Reuters has reported that Intel could invest as much as 80 billion euros in Europe over the next decade to boost the region’s chip capacity and will open up its semiconductor plant in Ireland for automakers.

Intel CEO Pat Gelsinger also said the company would announce the locations of two major new European chip fabrication plants by the end of the year. He made the remarks while speaking at Munich’s IAA auto show.

There is speculation about possible production sites. Germany and France are seen as leading contenders while Poland, where Intel also has a presence, also in the picture.

The CEO said the aim was for a “total project of 80 billion euros over the next decade”. He also added the move “would be a catalyst for the semiconductor industry… a catalyst for the entire technology industry.”

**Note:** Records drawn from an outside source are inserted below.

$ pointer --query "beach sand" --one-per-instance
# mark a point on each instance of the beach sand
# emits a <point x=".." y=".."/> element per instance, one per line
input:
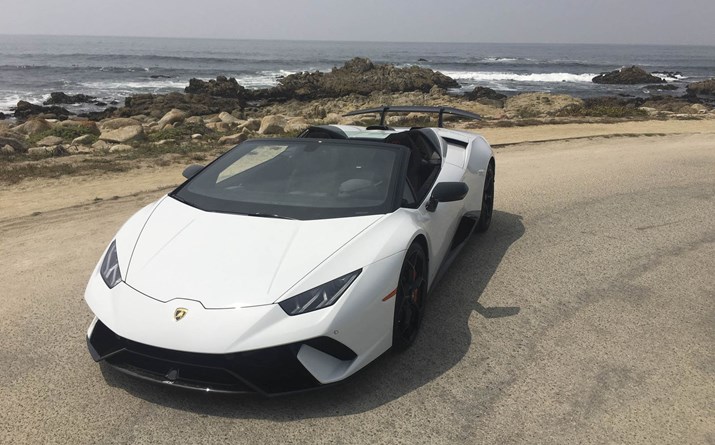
<point x="46" y="194"/>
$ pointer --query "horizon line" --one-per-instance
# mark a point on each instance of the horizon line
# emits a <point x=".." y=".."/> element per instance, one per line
<point x="353" y="41"/>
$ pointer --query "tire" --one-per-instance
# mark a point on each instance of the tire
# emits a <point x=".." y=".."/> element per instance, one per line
<point x="410" y="301"/>
<point x="485" y="216"/>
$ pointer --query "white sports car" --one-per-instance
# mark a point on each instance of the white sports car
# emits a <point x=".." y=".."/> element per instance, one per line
<point x="288" y="264"/>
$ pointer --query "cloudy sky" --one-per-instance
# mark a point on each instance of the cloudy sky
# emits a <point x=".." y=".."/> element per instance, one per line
<point x="538" y="21"/>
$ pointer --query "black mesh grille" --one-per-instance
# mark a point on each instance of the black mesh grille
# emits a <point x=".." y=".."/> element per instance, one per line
<point x="271" y="371"/>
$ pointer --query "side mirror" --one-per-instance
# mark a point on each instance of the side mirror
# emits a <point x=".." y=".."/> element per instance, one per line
<point x="446" y="192"/>
<point x="192" y="170"/>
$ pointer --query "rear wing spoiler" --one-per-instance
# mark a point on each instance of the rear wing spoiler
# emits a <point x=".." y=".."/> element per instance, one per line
<point x="416" y="109"/>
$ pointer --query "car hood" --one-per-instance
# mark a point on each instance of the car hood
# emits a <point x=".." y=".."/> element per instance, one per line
<point x="227" y="261"/>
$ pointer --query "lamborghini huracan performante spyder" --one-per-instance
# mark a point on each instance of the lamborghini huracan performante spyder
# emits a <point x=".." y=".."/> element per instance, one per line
<point x="288" y="264"/>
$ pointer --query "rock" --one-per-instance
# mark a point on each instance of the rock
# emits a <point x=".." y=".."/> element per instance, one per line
<point x="83" y="140"/>
<point x="674" y="75"/>
<point x="124" y="134"/>
<point x="229" y="118"/>
<point x="486" y="96"/>
<point x="25" y="109"/>
<point x="58" y="98"/>
<point x="273" y="124"/>
<point x="16" y="144"/>
<point x="120" y="122"/>
<point x="101" y="145"/>
<point x="99" y="115"/>
<point x="120" y="148"/>
<point x="50" y="141"/>
<point x="165" y="142"/>
<point x="221" y="87"/>
<point x="661" y="87"/>
<point x="296" y="125"/>
<point x="157" y="105"/>
<point x="233" y="139"/>
<point x="484" y="93"/>
<point x="251" y="125"/>
<point x="699" y="109"/>
<point x="332" y="119"/>
<point x="530" y="105"/>
<point x="87" y="125"/>
<point x="172" y="117"/>
<point x="221" y="127"/>
<point x="39" y="152"/>
<point x="358" y="76"/>
<point x="702" y="88"/>
<point x="627" y="76"/>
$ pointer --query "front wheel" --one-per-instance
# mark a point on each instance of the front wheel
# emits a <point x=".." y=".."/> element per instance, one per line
<point x="485" y="216"/>
<point x="410" y="301"/>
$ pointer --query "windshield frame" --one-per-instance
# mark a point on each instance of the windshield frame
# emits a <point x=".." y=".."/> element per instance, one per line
<point x="211" y="204"/>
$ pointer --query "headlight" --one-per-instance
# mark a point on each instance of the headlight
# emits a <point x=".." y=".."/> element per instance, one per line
<point x="110" y="267"/>
<point x="319" y="297"/>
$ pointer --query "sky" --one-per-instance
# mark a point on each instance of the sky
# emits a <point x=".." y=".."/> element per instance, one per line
<point x="506" y="21"/>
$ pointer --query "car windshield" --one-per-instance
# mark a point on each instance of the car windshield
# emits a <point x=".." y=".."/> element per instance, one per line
<point x="300" y="179"/>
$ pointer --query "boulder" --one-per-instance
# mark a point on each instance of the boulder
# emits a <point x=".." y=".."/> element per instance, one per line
<point x="229" y="118"/>
<point x="101" y="145"/>
<point x="124" y="134"/>
<point x="99" y="115"/>
<point x="25" y="109"/>
<point x="157" y="105"/>
<point x="39" y="152"/>
<point x="272" y="124"/>
<point x="221" y="127"/>
<point x="120" y="148"/>
<point x="194" y="120"/>
<point x="83" y="140"/>
<point x="87" y="125"/>
<point x="50" y="141"/>
<point x="58" y="98"/>
<point x="530" y="105"/>
<point x="172" y="117"/>
<point x="16" y="144"/>
<point x="357" y="76"/>
<point x="220" y="87"/>
<point x="233" y="139"/>
<point x="628" y="76"/>
<point x="703" y="88"/>
<point x="120" y="122"/>
<point x="484" y="93"/>
<point x="251" y="125"/>
<point x="296" y="125"/>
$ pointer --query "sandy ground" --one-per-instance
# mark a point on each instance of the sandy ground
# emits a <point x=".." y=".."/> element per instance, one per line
<point x="585" y="315"/>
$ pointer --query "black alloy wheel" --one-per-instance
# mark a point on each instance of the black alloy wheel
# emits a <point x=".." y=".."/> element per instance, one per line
<point x="410" y="301"/>
<point x="485" y="216"/>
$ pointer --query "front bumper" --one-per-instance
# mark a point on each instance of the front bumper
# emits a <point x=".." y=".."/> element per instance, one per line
<point x="270" y="371"/>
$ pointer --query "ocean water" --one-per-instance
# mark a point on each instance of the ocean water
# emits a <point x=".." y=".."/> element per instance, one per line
<point x="112" y="68"/>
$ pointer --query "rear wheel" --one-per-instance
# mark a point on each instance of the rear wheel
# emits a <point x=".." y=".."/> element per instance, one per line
<point x="410" y="301"/>
<point x="485" y="216"/>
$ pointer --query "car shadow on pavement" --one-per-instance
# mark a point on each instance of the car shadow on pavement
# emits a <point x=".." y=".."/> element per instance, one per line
<point x="443" y="342"/>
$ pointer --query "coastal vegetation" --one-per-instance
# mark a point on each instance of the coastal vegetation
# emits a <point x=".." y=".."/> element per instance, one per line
<point x="211" y="116"/>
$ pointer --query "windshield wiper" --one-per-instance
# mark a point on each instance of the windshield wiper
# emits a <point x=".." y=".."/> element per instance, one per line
<point x="269" y="215"/>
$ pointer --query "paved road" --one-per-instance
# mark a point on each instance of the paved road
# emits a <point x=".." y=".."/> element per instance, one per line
<point x="586" y="315"/>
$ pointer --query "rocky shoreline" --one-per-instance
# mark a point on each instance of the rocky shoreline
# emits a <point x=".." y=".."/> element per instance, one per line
<point x="222" y="112"/>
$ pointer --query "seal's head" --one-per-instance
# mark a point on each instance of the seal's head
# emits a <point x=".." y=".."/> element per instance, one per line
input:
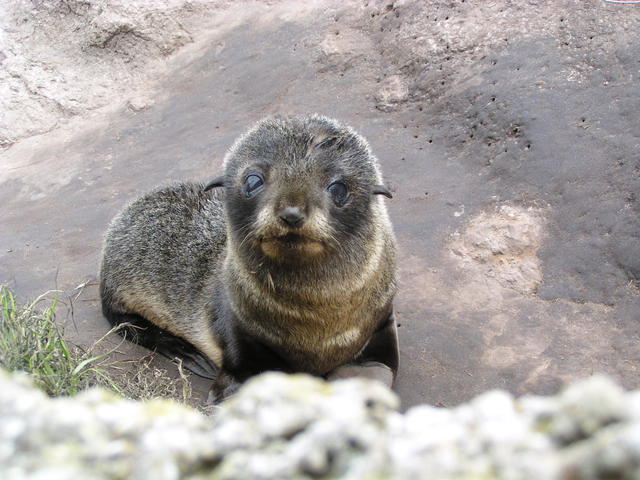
<point x="299" y="190"/>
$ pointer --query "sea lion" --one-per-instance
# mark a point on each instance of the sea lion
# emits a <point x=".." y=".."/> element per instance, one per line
<point x="286" y="262"/>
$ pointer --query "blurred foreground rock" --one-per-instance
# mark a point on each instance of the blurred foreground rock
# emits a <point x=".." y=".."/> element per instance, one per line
<point x="282" y="427"/>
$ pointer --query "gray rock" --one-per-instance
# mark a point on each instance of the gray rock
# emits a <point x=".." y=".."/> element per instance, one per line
<point x="295" y="426"/>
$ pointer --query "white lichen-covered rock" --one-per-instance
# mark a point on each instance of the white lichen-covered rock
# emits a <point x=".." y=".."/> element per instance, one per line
<point x="281" y="427"/>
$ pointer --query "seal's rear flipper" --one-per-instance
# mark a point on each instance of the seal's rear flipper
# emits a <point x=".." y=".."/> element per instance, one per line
<point x="138" y="330"/>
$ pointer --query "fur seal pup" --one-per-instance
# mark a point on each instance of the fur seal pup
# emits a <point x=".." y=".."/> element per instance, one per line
<point x="289" y="265"/>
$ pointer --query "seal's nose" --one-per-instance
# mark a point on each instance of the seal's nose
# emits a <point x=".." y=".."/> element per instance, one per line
<point x="292" y="216"/>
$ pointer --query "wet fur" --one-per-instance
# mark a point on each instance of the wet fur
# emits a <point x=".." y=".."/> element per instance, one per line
<point x="201" y="264"/>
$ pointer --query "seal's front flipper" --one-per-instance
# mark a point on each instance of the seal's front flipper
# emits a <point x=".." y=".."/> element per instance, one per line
<point x="139" y="330"/>
<point x="223" y="387"/>
<point x="380" y="358"/>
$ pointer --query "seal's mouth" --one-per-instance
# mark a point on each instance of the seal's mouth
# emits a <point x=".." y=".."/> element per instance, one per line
<point x="291" y="243"/>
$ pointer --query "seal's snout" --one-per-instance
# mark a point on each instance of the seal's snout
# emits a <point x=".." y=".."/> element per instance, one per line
<point x="291" y="217"/>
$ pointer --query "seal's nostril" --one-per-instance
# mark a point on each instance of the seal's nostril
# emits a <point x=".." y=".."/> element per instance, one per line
<point x="291" y="216"/>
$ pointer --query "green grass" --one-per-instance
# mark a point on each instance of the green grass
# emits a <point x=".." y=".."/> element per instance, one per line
<point x="32" y="341"/>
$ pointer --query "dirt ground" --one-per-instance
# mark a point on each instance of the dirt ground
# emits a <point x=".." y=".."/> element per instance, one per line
<point x="508" y="132"/>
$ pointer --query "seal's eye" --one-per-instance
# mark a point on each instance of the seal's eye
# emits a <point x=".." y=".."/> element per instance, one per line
<point x="252" y="184"/>
<point x="339" y="193"/>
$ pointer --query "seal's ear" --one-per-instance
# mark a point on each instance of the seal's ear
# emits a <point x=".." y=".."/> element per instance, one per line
<point x="216" y="182"/>
<point x="381" y="190"/>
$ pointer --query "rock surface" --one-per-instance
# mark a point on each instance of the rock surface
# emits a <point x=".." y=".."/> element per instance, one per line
<point x="297" y="427"/>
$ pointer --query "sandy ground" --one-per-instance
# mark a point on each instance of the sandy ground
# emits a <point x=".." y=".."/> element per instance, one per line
<point x="508" y="132"/>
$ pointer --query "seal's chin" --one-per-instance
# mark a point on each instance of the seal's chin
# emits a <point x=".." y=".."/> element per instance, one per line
<point x="291" y="246"/>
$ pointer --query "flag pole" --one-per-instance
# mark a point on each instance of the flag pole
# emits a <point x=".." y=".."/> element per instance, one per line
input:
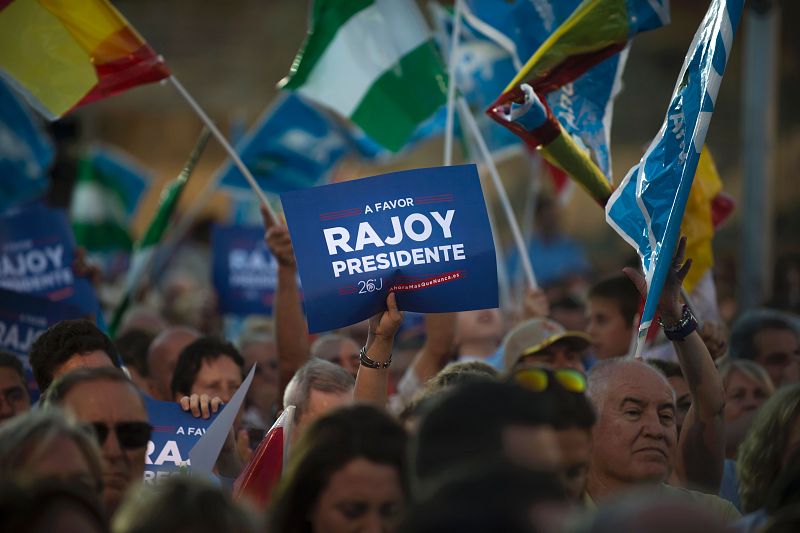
<point x="137" y="271"/>
<point x="225" y="144"/>
<point x="469" y="121"/>
<point x="451" y="84"/>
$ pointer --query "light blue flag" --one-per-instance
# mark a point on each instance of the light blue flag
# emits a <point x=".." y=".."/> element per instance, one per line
<point x="482" y="71"/>
<point x="25" y="153"/>
<point x="293" y="146"/>
<point x="647" y="208"/>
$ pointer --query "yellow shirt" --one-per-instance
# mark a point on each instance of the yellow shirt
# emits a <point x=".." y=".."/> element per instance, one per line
<point x="722" y="508"/>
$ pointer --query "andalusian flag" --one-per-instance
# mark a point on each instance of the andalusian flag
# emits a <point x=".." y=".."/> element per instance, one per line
<point x="107" y="191"/>
<point x="372" y="61"/>
<point x="595" y="31"/>
<point x="66" y="53"/>
<point x="648" y="207"/>
<point x="146" y="248"/>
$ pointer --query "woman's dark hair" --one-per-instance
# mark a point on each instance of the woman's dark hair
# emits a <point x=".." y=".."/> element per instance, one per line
<point x="332" y="441"/>
<point x="192" y="357"/>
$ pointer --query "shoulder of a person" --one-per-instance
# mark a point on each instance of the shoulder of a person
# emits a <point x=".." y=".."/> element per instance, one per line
<point x="725" y="508"/>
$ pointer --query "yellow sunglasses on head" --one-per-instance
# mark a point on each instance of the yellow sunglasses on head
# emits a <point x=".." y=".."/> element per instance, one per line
<point x="539" y="379"/>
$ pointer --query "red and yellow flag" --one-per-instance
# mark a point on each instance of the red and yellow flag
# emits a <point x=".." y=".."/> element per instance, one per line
<point x="66" y="53"/>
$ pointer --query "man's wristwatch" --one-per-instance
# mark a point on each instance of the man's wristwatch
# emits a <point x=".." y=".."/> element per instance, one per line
<point x="681" y="329"/>
<point x="369" y="363"/>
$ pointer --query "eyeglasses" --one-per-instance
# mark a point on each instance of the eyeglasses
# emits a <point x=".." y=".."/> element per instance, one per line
<point x="130" y="435"/>
<point x="539" y="379"/>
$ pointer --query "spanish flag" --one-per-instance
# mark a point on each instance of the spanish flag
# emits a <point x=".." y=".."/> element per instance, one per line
<point x="63" y="54"/>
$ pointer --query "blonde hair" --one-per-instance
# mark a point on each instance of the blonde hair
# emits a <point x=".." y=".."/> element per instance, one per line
<point x="760" y="454"/>
<point x="750" y="369"/>
<point x="24" y="437"/>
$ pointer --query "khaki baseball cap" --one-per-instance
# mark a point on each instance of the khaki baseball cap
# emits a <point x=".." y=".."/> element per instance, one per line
<point x="535" y="335"/>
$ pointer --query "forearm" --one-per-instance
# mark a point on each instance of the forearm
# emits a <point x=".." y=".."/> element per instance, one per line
<point x="291" y="330"/>
<point x="372" y="383"/>
<point x="440" y="332"/>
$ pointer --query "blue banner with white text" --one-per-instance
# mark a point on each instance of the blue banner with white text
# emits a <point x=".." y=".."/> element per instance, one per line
<point x="292" y="146"/>
<point x="25" y="152"/>
<point x="423" y="234"/>
<point x="244" y="271"/>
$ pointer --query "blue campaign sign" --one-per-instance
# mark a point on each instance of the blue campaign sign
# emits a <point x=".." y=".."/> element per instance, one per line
<point x="292" y="146"/>
<point x="36" y="254"/>
<point x="175" y="432"/>
<point x="244" y="271"/>
<point x="423" y="234"/>
<point x="24" y="316"/>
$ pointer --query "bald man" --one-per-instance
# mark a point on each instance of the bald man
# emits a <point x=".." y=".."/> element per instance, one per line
<point x="162" y="356"/>
<point x="635" y="438"/>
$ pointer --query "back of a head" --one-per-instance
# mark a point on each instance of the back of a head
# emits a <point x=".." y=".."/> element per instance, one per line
<point x="192" y="357"/>
<point x="183" y="503"/>
<point x="316" y="374"/>
<point x="62" y="386"/>
<point x="620" y="289"/>
<point x="747" y="326"/>
<point x="24" y="438"/>
<point x="58" y="343"/>
<point x="11" y="361"/>
<point x="497" y="496"/>
<point x="329" y="444"/>
<point x="466" y="425"/>
<point x="761" y="454"/>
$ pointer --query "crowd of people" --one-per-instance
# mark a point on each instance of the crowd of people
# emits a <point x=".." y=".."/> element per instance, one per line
<point x="478" y="421"/>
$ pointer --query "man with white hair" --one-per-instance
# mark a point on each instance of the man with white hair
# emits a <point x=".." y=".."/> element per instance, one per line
<point x="635" y="439"/>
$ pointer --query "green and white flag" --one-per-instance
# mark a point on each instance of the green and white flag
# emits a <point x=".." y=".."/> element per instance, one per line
<point x="374" y="62"/>
<point x="146" y="248"/>
<point x="107" y="191"/>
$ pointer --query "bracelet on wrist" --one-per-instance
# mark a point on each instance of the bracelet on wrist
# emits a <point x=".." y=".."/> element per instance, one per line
<point x="681" y="329"/>
<point x="370" y="363"/>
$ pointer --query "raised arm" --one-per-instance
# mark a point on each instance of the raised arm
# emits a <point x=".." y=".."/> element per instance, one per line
<point x="372" y="383"/>
<point x="701" y="444"/>
<point x="291" y="330"/>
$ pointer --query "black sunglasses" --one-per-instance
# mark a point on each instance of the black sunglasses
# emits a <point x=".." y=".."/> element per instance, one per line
<point x="130" y="435"/>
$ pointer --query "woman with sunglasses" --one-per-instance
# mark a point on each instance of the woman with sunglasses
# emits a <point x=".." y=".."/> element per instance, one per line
<point x="346" y="473"/>
<point x="573" y="419"/>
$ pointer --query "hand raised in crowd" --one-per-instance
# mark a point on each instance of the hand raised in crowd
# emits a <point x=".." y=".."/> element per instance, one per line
<point x="278" y="240"/>
<point x="84" y="269"/>
<point x="715" y="337"/>
<point x="669" y="305"/>
<point x="201" y="405"/>
<point x="535" y="304"/>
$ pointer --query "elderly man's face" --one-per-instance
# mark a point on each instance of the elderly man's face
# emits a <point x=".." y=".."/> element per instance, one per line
<point x="634" y="438"/>
<point x="117" y="407"/>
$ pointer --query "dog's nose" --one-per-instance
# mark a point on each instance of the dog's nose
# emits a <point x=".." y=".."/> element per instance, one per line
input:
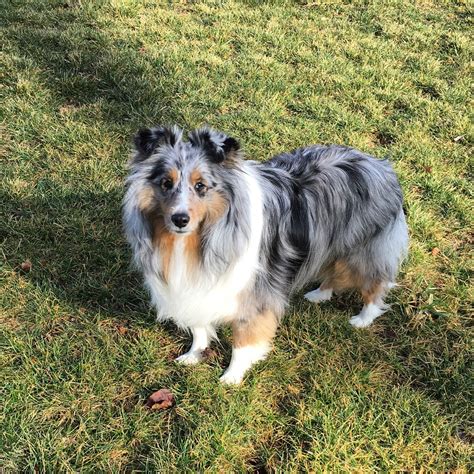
<point x="180" y="220"/>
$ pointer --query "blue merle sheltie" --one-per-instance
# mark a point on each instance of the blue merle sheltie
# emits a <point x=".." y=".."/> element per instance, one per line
<point x="220" y="239"/>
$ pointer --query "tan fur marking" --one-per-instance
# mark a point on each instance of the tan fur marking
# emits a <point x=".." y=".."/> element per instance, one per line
<point x="216" y="206"/>
<point x="195" y="177"/>
<point x="146" y="199"/>
<point x="259" y="329"/>
<point x="174" y="175"/>
<point x="343" y="277"/>
<point x="193" y="250"/>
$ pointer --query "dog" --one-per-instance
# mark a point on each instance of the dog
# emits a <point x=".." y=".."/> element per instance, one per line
<point x="223" y="240"/>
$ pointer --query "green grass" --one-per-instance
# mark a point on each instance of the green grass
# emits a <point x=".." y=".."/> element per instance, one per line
<point x="392" y="78"/>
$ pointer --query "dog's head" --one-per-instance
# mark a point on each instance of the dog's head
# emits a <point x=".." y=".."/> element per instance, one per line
<point x="183" y="183"/>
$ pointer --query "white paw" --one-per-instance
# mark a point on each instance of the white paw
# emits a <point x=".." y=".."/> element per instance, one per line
<point x="231" y="378"/>
<point x="316" y="296"/>
<point x="189" y="358"/>
<point x="360" y="322"/>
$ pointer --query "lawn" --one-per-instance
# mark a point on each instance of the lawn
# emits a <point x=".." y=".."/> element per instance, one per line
<point x="80" y="351"/>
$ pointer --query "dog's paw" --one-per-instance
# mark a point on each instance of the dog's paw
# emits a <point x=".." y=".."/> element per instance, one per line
<point x="189" y="358"/>
<point x="317" y="296"/>
<point x="231" y="378"/>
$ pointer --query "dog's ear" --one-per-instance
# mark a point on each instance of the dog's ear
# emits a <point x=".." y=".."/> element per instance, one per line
<point x="217" y="146"/>
<point x="147" y="140"/>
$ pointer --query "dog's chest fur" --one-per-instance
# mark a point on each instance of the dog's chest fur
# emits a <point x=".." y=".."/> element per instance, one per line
<point x="184" y="292"/>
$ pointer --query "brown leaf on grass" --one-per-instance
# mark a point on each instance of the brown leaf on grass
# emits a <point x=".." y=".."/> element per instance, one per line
<point x="26" y="266"/>
<point x="122" y="330"/>
<point x="160" y="400"/>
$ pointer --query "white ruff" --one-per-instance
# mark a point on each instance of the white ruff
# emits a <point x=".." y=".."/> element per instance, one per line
<point x="196" y="300"/>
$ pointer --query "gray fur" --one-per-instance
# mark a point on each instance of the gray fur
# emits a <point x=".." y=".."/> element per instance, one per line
<point x="321" y="203"/>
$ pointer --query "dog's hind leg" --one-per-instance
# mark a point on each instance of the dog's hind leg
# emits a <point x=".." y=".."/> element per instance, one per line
<point x="201" y="339"/>
<point x="373" y="306"/>
<point x="252" y="342"/>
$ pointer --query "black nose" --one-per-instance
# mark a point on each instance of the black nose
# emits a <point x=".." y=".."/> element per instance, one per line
<point x="180" y="220"/>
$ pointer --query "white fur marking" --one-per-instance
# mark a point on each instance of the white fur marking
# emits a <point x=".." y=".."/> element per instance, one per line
<point x="201" y="338"/>
<point x="316" y="296"/>
<point x="367" y="316"/>
<point x="242" y="359"/>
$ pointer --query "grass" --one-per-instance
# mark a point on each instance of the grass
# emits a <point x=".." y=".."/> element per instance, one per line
<point x="80" y="351"/>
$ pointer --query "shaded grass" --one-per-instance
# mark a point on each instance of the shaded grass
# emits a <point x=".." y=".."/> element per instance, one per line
<point x="79" y="78"/>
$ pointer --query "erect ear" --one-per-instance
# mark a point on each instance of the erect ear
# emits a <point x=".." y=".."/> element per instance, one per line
<point x="217" y="146"/>
<point x="147" y="140"/>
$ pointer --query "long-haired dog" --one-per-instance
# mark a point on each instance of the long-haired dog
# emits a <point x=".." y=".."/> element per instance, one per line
<point x="223" y="240"/>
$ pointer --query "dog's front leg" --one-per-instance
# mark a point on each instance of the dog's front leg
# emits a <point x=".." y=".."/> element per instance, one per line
<point x="201" y="340"/>
<point x="252" y="342"/>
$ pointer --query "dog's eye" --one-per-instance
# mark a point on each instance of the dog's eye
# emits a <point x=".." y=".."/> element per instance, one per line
<point x="200" y="187"/>
<point x="166" y="184"/>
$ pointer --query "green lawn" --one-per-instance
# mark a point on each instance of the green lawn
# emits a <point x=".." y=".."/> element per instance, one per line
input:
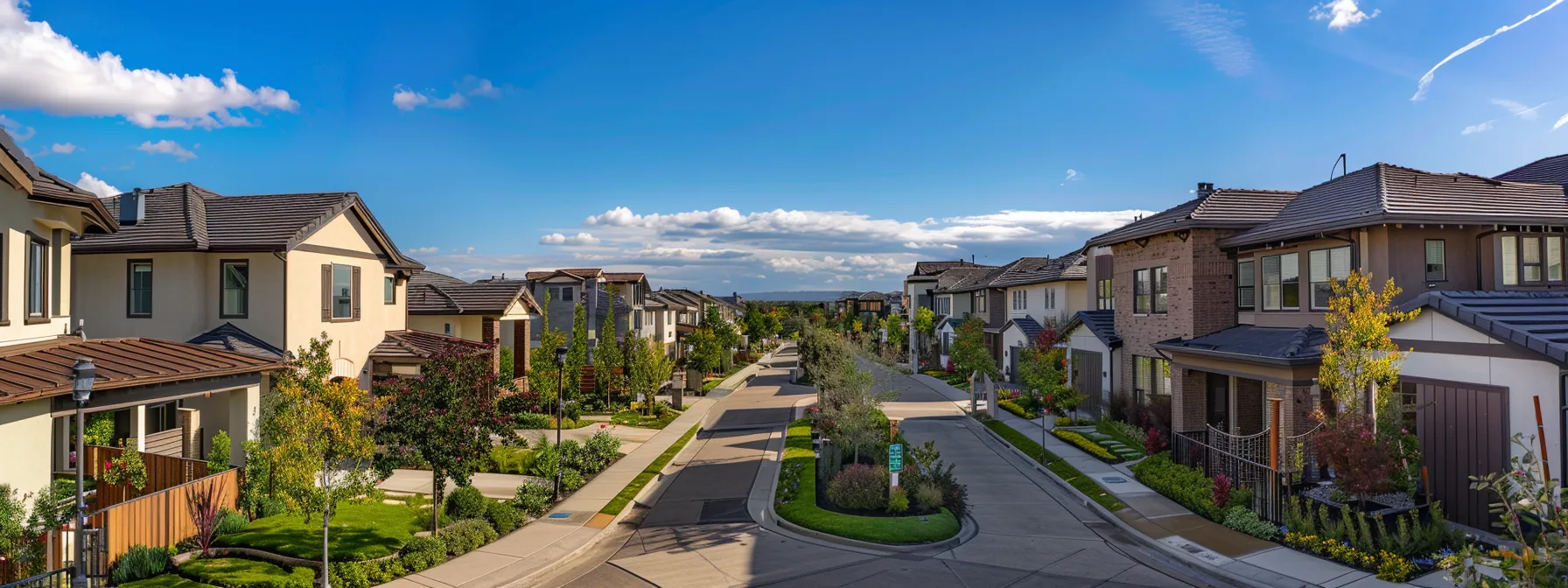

Gelsinger told Reuters in April that the company wanted to start producing chips for automakers within six to nine months. The goal, he said, was to help alleviate a shortage that has disrupted vehicle production around the world.

It is unclear whether the latest announcement means Intel will meet that goal.

Viewing automotive industry as producing “computers with tires”

“Cars are becoming computers with tires. You need us and we need you… The aim is to create a centre of innovation in Europe, for Europe,” Gelsinger said.

The “Intel Foundry Services Accelerator” helps automakers o make chips using “Intel 16” chip manufacturing technology. They will then later move to its “Intel 3” and “Intel 18A” technologies.

Those manufacturing processes would be far more advanced than most of the processes currently used in the automotive industry. Intel said that nearly 100 automakers and key suppliers had expressed support for its programmes. An Intel spokesman declined to confirm whether any had committed to becoming customers.

Gelsinger has been quoted saying Intel wants the EU to commit state aid to Intel’s proposed European investment drive.

Intel views automakers as a key strategic priority. Gelsinger said Tuesday that the company believes chips will make up 20% of the cost of vehicles by 2030,. This represents a five-fold increase from 4% of the cost in 2019.